I squeezed my eyes shut and lifted the cup to my lips. The bitterness of the French roast laced with the sweetness of Bailey’s tasted so good, I took two more big swallows before speaking. “I know. Rationally, I know what you’re saying is true, but all I can think about are the thousand little details that were supposed to make this day the biggest, bestest day of my life.” I gestured toward my closet door, where a wedding dress still hung, wrapped in its protective bag. “That’s my wedding gown over there. Which I paid for myself. Which I should be wearing tonight at five o’clock when four hundred-plus people watch me walk down the aisle on the rooftop of the Ritz. Oh, God—” I gave Coco a panicked look. “Tell me someone called the Ritz.”

She rubbed my hand. “Those things were taken care of. And you do so much business with all those vendors, most of them didn’t even keep your deposit.”

Relief loosened the tension in my shoulders. I’d been so out of it over the past week, I wasn’t sure what had been done. I’d had clients cancel a wedding once or twice in my career, but never with only a week to go. “It wasn’t my deposit. They can keep Tucker’s money, for all I care. He won’t miss it.” I took another glug of coffee. “What about the guests?”

“Done,” said Erin. “You’ve got nothing to worry about except moving forward.”

“I’m totally doing that.” I lifted up a pillow with a hole in the case. “See?”

Erin paled, not easy for a girl with her fair Irish complexion. “I’m just gonna take that gown out of here, OK honey? Be right back.” She set her coffee cup on the tray and grabbed the dress, scurrying from the room with a worried expression.

I watched her go, a vise squeezing my heart. “That dress was the one, Coco. I felt it the moment I put it on. Now I’ll never wear it again.”

“You might,” Coco said hopefully. “You never know.”

“I won’t. I’ll die an old maid, cold and alone. I won’t even have cats because I’m allergic to them.”

She rolled her eyes. “Mia, please. You’re twenty-seven.”

“But I wanted to be married by twenty-eight, and now that’s impossible! I wanted to start a family by thirty, and I’ll have to scrap that plan too!”

“Now you just sound ridiculous. Your uterus is not going to shrivel up and die at age thirty.”

“Sorry for being ridiculous about my dreams.” My chin jutted out. “But that’s how I feel.”

She rubbed my back. “You want to talk about it some more?”

“What’s left to say?”

“I don’t know. Are you…are you sad about losing Tucker? Or just about the wedding?”

I swallowed hard. “Both, I guess.”

“Do you still love him?”

My first reaction was revulsion, but then his handsome face swam before my eyes. And I could still smell him on the sheets. He always smelled so good, and dressed so impeccably. And he could be thoughtful and generous and fun. We’d had so many plans together, starting tonight. Tucker, how could you do this to me? My throat tightened. “No. Yes. I don’t know.”

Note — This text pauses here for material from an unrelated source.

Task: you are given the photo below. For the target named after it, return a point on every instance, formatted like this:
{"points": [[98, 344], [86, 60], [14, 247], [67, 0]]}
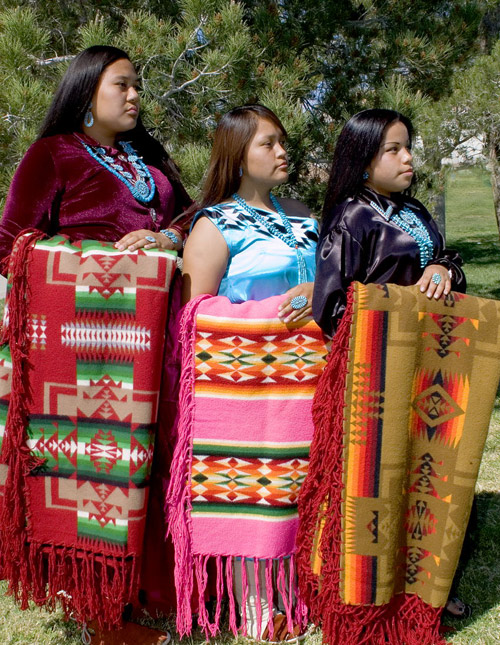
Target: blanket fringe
{"points": [[282, 570], [178, 501], [406, 619], [84, 584]]}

“I wish you would have said something about those doubts you had. I feel awful that I didn’t sense them. I see you every day. We talked about this wedding nonstop.” Her blue eyes were full of guilt.

“It’s not your fault. I put on a good show.” I shrugged. “People were always saying what a perfect couple we made. I was trying to be that.”

“You looked perfect,” Erin clarified as she returned to the bed. “But no one knows anything about anyone else’s relationship for real. Look at my parents—married for twenty years before my mom got sick of his closet alcoholism and mean behavior and left. People were shocked. I can’t tell you how many of her friends said to her, ‘Your marriage seemed so perfect.’” She shook her head. “They were clueless, even her best friends, because in public he was so charming. She kept it all in because she was embarrassed.”